To be clear, this is not about us all being “nice” (although Rodney King’s quote after viewing the horrendous carnage that followed his beating – “I just want to say…can we all get along?” – has always struck me as a hallmark of lucidity and wisdom). Above all, it is not about “giving in” or abandoning beliefs and principles.

To spell out a few suggested takeaways:

  1. If we care about our issues as much as we pretend, we should be willing to discuss them on the merits, rather than taking the lazy way out so prevalent in our current discourse.
  2. If we care about each other, we should want to discuss important matters with respect for each other and some humility regarding ourselves.
  3. Ruined Thanksgiving dinners and broken friendships are bad enough, but there is enough at stake with the issues that polarize, and the next election looming, for us to insist that we all do better.

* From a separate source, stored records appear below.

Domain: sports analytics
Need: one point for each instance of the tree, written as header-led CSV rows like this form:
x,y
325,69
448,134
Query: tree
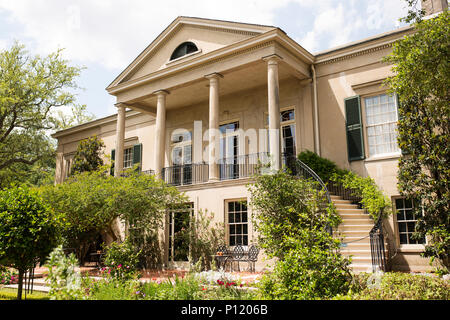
x,y
88,155
30,88
92,201
421,81
28,230
291,217
78,115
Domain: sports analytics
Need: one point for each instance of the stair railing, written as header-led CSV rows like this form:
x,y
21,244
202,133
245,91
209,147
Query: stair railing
x,y
299,168
377,249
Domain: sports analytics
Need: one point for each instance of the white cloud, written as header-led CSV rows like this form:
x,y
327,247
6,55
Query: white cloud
x,y
337,23
114,32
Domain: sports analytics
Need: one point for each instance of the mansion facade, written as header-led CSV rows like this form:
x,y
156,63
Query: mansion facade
x,y
208,99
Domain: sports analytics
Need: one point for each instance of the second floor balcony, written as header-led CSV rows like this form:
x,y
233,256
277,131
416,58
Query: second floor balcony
x,y
237,167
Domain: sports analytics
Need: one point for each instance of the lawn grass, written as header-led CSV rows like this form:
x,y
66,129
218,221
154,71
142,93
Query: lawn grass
x,y
11,294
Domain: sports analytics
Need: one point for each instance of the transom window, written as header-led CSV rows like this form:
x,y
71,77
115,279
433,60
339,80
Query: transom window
x,y
128,158
406,220
381,124
183,49
237,223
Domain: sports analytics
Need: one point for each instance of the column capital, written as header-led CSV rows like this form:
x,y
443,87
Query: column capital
x,y
272,59
214,75
120,105
161,92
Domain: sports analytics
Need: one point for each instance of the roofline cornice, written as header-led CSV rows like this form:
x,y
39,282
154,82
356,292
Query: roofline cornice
x,y
166,35
275,35
92,124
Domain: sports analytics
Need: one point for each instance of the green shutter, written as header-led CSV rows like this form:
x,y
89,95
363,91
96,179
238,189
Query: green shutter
x,y
137,155
404,152
113,157
353,124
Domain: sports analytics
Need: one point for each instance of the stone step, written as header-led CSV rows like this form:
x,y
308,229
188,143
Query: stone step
x,y
359,268
340,206
354,233
351,227
352,210
356,221
358,256
355,241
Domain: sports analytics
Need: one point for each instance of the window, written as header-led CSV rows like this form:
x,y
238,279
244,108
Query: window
x,y
287,128
237,223
178,224
381,124
229,151
288,132
406,221
181,171
128,158
183,49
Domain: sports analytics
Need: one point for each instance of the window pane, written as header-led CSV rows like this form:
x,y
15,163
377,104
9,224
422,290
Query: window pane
x,y
287,115
381,119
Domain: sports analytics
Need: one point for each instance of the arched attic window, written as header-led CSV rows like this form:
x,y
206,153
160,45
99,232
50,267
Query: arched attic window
x,y
183,49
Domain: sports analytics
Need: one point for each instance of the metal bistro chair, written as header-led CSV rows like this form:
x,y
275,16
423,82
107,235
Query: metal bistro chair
x,y
237,255
253,252
223,259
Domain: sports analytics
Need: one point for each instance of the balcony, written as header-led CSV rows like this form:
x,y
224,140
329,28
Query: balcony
x,y
241,166
237,167
187,174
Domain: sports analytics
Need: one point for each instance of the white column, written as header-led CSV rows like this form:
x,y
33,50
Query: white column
x,y
120,137
274,110
213,125
160,134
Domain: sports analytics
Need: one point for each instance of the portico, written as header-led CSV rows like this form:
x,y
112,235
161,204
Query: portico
x,y
209,77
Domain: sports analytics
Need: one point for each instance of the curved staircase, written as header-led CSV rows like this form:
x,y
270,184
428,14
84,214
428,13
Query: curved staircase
x,y
355,231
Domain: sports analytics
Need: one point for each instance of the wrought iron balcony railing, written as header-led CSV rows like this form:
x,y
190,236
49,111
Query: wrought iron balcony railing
x,y
243,166
186,174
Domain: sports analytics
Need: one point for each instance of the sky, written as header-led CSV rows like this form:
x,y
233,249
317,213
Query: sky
x,y
105,36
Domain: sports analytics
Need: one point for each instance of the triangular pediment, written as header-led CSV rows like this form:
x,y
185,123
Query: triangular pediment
x,y
207,35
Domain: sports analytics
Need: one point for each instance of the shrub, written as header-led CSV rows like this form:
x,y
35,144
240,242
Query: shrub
x,y
28,230
323,167
64,280
372,198
121,261
113,289
7,275
291,218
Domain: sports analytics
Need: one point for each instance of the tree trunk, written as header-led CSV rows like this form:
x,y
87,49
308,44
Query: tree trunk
x,y
20,284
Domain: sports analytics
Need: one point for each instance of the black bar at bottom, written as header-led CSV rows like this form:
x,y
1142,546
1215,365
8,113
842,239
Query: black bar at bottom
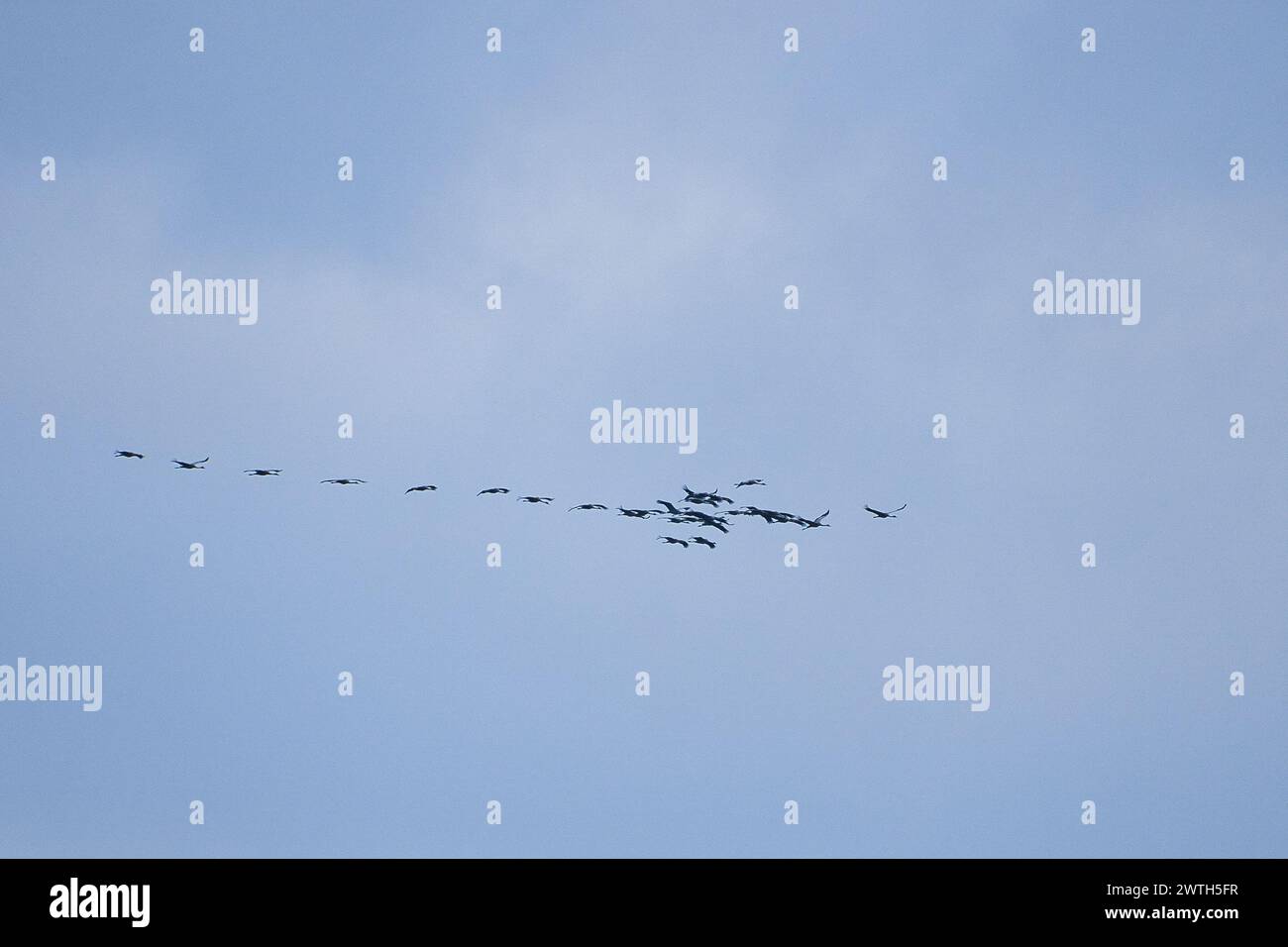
x,y
191,895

Now, I can’t believe I’m putting this in writing and then posting it for all to read, but sometimes I’m actually wrong about something – or someone. Sometimes I learn from listening to someone with whom I disagree. More subtly, sometimes my position strengthens or gains in nuance for having recognized that the other side has a point. Sometimes my supposed adversary and I realize that our interests are not diametrically opposed in a zero-sum game (4/2/19 post).

Woe to any candidate for any office who has no sense of this, who wants to win for the sake of winning, and who has too little regard for us (or the office in question) to bother seeking our support through persuasion.